As it stands, the code works with a single Markdown whose UUID is given at the top. It’s a trivial exercise to transform the script so that handles a set of selected records. Note that it will bail out if either the record passed in is not a Markdown document or it doesn’t contain a TOC directive. That seemed reasonable to me, since an MD without a TOC shouldn’t be converted to a PDF with a TOC.

Note The script is not thoroughly tested, lacking suitable Markdown documents. I ran it on the source for the “CSS in Markdown” series, and it worked ok there. Also, the TOC does not appear in the PDF document itself. It’s accessible as “Table of contents” in DT, Preview and PDFpen. Acrobat Reader shows it in its “Bookmark” section. The code is heavily commented (for my standards), and there’s an explanation of the approach available elsewhere.

Room for improvement

It would, of course, be nice if a PDF containing a visible TOC (which is the default when converting from MD) would allow for the TOC entries to be clickable and leading to the appropriate place in the document.
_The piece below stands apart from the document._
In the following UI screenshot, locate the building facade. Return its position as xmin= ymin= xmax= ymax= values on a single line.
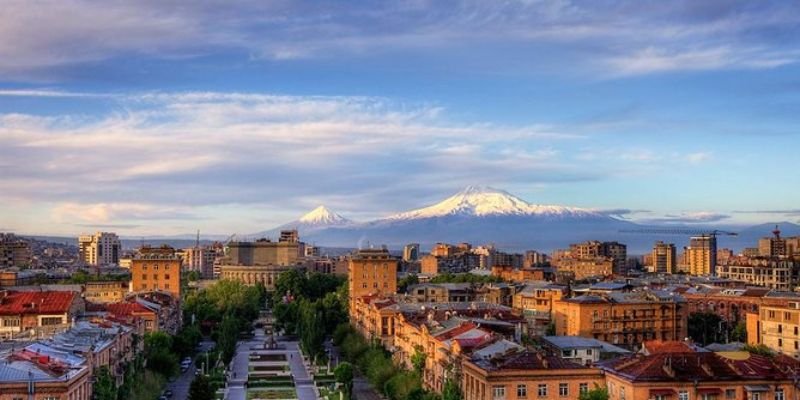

I’ll see if I can figure that out.

cgrunenberg · February 22, 2023, 7:19am

This is planned for future releases but things can actually get quite complicated as soon as a document uses the same headline multiple times or when the headline appears many times in the text too. Just have a look at the readme of the Dropbox SDK for such an example

Amontillado · March 17, 2024, 3:28pm

I needed - er, wanted - a way to navigate a PDF that didn’t have a TOC. It’s not exactly the same thing, obviously, but a bullet list of PDF page links in the attachment file for the PDF worked for what I needed.

Attachment files - meta-metadata. Very cool things.

BLUEFROG · March 17, 2024, 3:31pm

Annotation files?

Amontillado · March 17, 2024, 3:34pm

Yes, quite so. I typed in haste. I do that. Often.